# Thought id give it ago...



## thorno_58 (Mar 17, 2006)

This was the first time ive detailed the engine bay. Ive never really thought about doing it before but i thought id give it ago. Wasnt as easy as i thought. Lots of areas are hard to get at and some parts just dont want to get clean.

Here's my attempt :

Before - 









After -









Then i gave the car a quick wash -









Then used some new megs tyre shine -


----------



## thorno_58 (Mar 17, 2006)

thanks to gazza zetec for the inspiration :thumb:


----------



## CK888 (Apr 23, 2006)

That's a top effort mate:thumb:


----------



## thorno_58 (Mar 17, 2006)

nice one, thanks.


----------



## db_abz (Jan 19, 2006)

Looks much better under the bonnet now :thumb: 

All it takes is a quick wipe down every few weeks to keep it looking good, you've done all the hard work now!

Dave


----------



## Alan W (May 11, 2006)

Very nice work there on the underbonnet and the paint also looks great! :thumb: 

Alan W


----------



## thorno_58 (Mar 17, 2006)

I try  I was waiting/hoping some one may notice the paint. Ive spent afair bit of time on that. Nattys blue, cant fault it!


----------



## beardboy (Feb 12, 2006)

Looks good mate. Don't you just love Imperial Blue all clean and shiny?
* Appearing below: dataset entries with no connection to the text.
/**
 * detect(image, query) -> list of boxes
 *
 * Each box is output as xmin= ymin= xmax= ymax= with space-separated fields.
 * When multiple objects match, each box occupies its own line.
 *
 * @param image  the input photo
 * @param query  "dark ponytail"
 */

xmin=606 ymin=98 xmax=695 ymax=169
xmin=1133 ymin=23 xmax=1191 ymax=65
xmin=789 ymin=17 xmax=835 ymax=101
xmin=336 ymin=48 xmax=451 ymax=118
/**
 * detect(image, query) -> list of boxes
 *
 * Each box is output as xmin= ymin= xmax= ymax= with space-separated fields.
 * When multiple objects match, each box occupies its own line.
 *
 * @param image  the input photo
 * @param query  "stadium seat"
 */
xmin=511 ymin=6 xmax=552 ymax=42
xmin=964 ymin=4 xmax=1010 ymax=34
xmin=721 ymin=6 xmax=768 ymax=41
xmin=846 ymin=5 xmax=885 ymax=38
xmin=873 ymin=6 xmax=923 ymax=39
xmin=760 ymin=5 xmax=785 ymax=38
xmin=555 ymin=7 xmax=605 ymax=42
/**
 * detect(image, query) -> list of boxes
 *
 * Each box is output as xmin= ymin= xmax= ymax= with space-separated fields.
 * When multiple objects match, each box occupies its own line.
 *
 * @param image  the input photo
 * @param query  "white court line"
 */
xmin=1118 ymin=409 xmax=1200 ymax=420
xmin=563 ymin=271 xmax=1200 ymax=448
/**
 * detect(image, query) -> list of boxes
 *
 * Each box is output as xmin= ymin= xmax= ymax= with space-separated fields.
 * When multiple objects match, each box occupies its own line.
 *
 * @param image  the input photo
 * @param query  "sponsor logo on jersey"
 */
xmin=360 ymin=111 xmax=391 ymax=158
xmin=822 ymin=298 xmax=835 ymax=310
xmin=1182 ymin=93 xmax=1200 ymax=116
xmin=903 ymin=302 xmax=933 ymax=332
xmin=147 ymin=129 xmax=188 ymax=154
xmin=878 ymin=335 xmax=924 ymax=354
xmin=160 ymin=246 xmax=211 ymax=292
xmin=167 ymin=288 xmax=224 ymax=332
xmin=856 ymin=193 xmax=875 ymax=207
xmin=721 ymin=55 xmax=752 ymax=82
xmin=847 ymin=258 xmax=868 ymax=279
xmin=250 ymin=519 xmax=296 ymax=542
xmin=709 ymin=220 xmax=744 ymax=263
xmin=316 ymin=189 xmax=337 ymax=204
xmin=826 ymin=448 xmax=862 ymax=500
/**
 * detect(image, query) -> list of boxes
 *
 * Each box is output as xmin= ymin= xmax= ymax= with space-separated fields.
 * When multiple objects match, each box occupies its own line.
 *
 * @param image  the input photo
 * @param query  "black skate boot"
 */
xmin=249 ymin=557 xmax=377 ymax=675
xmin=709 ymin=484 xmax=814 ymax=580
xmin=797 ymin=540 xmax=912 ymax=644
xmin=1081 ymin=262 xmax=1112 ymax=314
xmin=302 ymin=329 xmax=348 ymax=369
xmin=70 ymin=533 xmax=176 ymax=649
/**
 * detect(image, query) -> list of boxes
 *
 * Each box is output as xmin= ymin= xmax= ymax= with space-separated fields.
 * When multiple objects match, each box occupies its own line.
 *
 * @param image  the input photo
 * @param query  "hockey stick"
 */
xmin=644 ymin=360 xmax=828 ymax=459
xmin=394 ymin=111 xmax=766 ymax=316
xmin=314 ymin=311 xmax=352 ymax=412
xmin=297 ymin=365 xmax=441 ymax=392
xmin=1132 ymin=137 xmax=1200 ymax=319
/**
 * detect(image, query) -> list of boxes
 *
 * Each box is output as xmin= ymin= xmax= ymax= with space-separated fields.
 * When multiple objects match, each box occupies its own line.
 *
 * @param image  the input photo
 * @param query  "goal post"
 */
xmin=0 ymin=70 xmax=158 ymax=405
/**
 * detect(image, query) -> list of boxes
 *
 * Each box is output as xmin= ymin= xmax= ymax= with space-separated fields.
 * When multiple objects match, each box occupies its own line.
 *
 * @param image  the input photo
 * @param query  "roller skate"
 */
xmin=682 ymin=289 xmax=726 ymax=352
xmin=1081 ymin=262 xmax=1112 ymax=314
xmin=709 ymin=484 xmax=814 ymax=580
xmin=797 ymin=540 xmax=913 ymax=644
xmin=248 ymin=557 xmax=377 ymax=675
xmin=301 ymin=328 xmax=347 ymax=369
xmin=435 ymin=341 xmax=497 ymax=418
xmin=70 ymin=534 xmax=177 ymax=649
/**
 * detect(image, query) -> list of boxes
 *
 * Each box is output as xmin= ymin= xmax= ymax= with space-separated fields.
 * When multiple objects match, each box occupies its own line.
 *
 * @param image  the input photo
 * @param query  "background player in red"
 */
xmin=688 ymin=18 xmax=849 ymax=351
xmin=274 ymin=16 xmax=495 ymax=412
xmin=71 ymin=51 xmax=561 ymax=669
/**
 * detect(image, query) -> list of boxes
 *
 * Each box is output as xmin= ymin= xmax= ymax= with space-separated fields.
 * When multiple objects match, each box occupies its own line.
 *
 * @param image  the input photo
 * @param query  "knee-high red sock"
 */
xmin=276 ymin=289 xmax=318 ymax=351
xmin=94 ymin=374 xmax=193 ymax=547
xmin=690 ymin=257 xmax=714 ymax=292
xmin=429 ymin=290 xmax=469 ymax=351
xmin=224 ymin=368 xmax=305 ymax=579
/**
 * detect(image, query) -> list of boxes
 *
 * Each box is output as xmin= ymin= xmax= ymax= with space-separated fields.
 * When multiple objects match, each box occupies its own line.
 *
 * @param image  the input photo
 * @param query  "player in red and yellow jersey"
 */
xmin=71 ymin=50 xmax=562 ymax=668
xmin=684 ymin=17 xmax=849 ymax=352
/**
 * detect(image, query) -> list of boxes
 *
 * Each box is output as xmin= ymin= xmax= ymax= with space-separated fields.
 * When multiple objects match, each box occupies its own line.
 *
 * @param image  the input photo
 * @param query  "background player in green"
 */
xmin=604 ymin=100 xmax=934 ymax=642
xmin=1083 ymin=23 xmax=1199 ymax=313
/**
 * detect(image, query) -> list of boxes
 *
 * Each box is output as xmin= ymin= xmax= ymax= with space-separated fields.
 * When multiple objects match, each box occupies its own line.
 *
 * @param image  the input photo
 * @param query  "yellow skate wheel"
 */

What did you use to clean the bay?


----------



## thorno_58 (Mar 17, 2006)

A fellow ZS'er  I used some auto glym engine cleaner then vinyl & rubber care.

P.s Imperal blue is a very lovable colour!


----------



## Alan W (May 11, 2006)

Imperial blue is a stunning colour that you just cant help loving! Like the pearlescent blue of the previous generation R32 it deserves to be kept clean and shiny. 

The 'S' looks nicely lowered too!  

Alan W


----------



## thorno_58 (Mar 17, 2006)

Alan W said:


> The 'S' looks nicely lowered too!
> 
> Alan W


She is, 40mm all round it sits abit lower than that.


----------



## gazza_zetec (Jul 19, 2006)

Looking good Chris. I know what you mean about getting in the knooks and grannys, i even had my car on the hydraulic ramps at work and going at it from underneath. lol


----------



## s70rjw (Apr 18, 2006)

What did you use ? Looks great.


----------



## Rich @ PB (Oct 26, 2005)

Nice work, before and afters are great! :thumb:


----------